Lesson 1: Bad is Better than None
Dean sat across from Castiel practically mooning over the two busty beauties that were just sitting on the table. Dean looked at his cream covered baby and Castiel's naked lady and said, "You need something to spice that up. He grabbed the can of whipped cream and gave it a shake. He then began covering the naked lady in sweet stickiness, being artistic with it. Cas' first time had to be memorable.
Once he was finished, Dean put the can down and looked at the angel who was looking at the fork in a puzzled state. He said, "Cas, it's pie. It's not gonna do anything. If anything you're the one going to give it to her."
Castiel looked at Dean with a look that made him look like he was going to go into a panic attack. Dean saw it and said, "Relax Cas. This isn't about smiting anything. It's more about enjoying the pleasures in this world."
Dean waited until Castiel relaxed a little visibly and then grinned. "Alright Cas now the first and most important thing you'll ever know about little busty beauties is that bad is better than none."
"Bad is better than none?"
Dean pulled out one of those packaged beauties that were fifty cents at a mini mart and tore off its crackling covering and held it up. He explained, "Yeap. You see you still get some even if it's the lousiest piece of crap you ever eaten." He took a bite of the little beauty and immediately started making noises. He held out the little beauty to Cas to indicate that he should try it.

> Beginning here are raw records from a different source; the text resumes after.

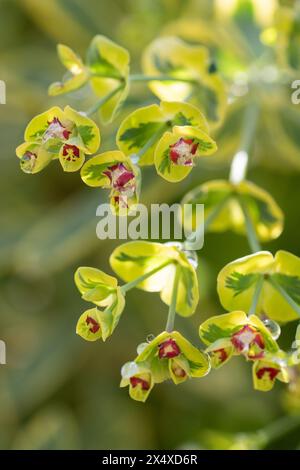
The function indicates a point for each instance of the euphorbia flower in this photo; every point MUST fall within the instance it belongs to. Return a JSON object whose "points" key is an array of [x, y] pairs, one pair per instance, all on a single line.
{"points": [[226, 199], [233, 334], [176, 151], [172, 57], [267, 370], [57, 133], [139, 379], [112, 170], [134, 259], [107, 68], [275, 278], [103, 291], [170, 355], [142, 125]]}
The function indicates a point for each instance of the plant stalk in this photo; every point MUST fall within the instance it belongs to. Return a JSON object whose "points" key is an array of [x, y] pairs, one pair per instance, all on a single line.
{"points": [[172, 308], [130, 285]]}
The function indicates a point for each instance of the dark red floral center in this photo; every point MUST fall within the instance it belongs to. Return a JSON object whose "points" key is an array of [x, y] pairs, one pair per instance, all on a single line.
{"points": [[249, 341], [28, 161], [221, 354], [178, 371], [122, 179], [71, 152], [56, 130], [272, 371], [135, 381], [183, 151], [168, 349], [94, 324]]}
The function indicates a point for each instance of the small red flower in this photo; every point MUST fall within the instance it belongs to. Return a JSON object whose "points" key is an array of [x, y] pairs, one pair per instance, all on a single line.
{"points": [[183, 151], [135, 381], [178, 371], [272, 371], [168, 349], [121, 178], [94, 324], [221, 354], [249, 341]]}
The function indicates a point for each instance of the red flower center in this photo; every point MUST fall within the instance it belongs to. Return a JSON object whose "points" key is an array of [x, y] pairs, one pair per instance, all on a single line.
{"points": [[249, 341], [221, 354], [168, 349], [122, 179], [272, 371], [28, 161], [94, 324], [56, 130], [183, 151], [137, 381], [71, 152], [178, 371]]}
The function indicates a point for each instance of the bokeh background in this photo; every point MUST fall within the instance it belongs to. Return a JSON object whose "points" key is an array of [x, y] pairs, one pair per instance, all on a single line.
{"points": [[57, 391]]}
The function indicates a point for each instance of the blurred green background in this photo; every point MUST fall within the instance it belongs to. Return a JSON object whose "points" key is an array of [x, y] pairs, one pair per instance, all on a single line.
{"points": [[57, 391]]}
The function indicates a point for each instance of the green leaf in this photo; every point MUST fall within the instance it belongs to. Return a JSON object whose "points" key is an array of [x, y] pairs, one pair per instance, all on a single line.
{"points": [[99, 65], [266, 215], [291, 284], [94, 172], [215, 332], [207, 99], [181, 120], [165, 164], [124, 257], [139, 136], [240, 282], [203, 145], [163, 65]]}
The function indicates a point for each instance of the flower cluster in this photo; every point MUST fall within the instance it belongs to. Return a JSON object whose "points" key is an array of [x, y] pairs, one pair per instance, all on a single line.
{"points": [[168, 356], [257, 290], [58, 134]]}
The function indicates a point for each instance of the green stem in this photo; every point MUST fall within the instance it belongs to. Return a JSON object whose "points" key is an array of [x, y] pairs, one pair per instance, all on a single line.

Cas took the little beauty and looked at it. He took a small bite and tasted the fruity filling mixed in with the cheap flakiness of the crust. It tasted pretty good and said, "This tastes fine Dean."
Dean nearly spit out what he had but managed to keep it in his mouth. "Are you kidding me? That is a cheap whore. Now take a bite of the beauty in front of you. Make sure you lick off the cream. I tell ya that is a prime escort." He leaned forward to sniff the beauty sitting on the table pouting at him and charged up the loading ramp at a leisurely and sensual pace and tasted the beauty, savoring the creamy taste.
Castiel sat there watching Dean devour the confection with relish. He heard the noises Dean was making and watched with a curious expression. He didn't bother to touch the beauty in front of him who was clearly glaring at him for the lack of attention. He asked, "Are the noises indicators of how good it is?"
Dean paused in his fantasy of cream pies to study the angel. It really was like talking to a child. He rolled his eyes in annoyance and contemplated the possibility of creating a specialized course that maybe even Sammy could follow.